The most fun section of the documentary shows a few ladies who appeared and consumed these films watching the films and reminiscing about their lives. They talk about the films as if they are home movies instead of feature films, pointing out the people and places in the frame. In one particular scene from “The Lumberjack,” the view is of a community wedding, specifically the wedding party and guests leaving the church — this gives these old ladies the perfect opportunity to gab about who these people are and who remains. Another shows off the bustling locales of Wausau, Wisconsin, which is spliced with what buildings have replaced those in the film, nearly seventy years later. This becomes a strange audio commentary track, adding a communal history to the cinematic history, something often lost in translation when watching old films today. This becomes a particular concern of the We’re in the Movies collection and is driven home pretty strongly in When You Wore a Tulip and I Wore a Big Red Rose.
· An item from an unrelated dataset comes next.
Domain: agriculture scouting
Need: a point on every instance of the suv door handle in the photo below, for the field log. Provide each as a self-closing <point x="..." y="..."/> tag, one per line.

The second feature documentary located on We’re in the Movies is Palace of Silents: The Silent Movie Theatre in Los Angeles. The 2010 doc provides a healthy oral history of the creation and reinvention of the 150-seat treasure at 611 North Fairfax. I’ve never had a chance to visit the Silent Movie Theatre (or its current state as Cinefamily), but even as I live half the country away, the love people have for this theater has become apparent. The talking heads featured, which includes critics, historians, filmmakers, and former employees, bring their love for theater and its owners along with their sometimes odd (and sometimes critical) perceptions in its strange history.
Perhaps the biggest strength of Palace of Silents is the openness to talk about the seedier details during the ownership of Lawrence Austin in the 1990s. Austin was known as an affable film lover and longtime friend to original owner John Hampton, but there were peculiar parts of his personality and dark alley dealings that couldn’t be ignored. Palace of Silents creates a fantastic balance of being a declaration of love for this place and these people without being a puff piece. Without knowledge of the theater’s history, the story goes into incredibly dark places that genuinely surprised and shocked me. Nearly half way through the film. it becomes something else entirely — without spoiling real life for you, something like a true crime story.
At less than 80 minutes, Palace of Silents: The Silent Movie Theatre in Los Angeles is jampacked with nuggets, anecdotes and film clips. Because it takes the presentation of an oral history, talking heads are spliced together in a coherent way, clipping along from moment to moment. It perhaps moves too quickly at points, where a certain fact or story seems to deserve a bit more time to develop, but I can’t argue the doc does a great job of telling this story in an entertaining and informative way. Whether or not you are a loyal patron at the Silent Movie Theatre, you can appreciate the important perspective of cinema history and even the more torrid bits.
Along with these two docs, the collection holds a booklet with two essays on itinerant filmmaking and the Silent Movie Theatre, as well as five underseen silent short films. First and foremost is “The Lumberjack” (1914), the film featured in the set’s first documentary, a fairly standard silent romantic melodrama. The other silents include “Our Southern Mountaineers” (1918), “In the Moonshine Country” (1918), and “Mountain Life” (1918). You may have noticed a theme. All together, We’re in the Movies: Palace of Silents & Itinerant Filmmaking is a disparate collection of thoughts all leading to one place: that the cinema, both in its production and in its consumption, is about community.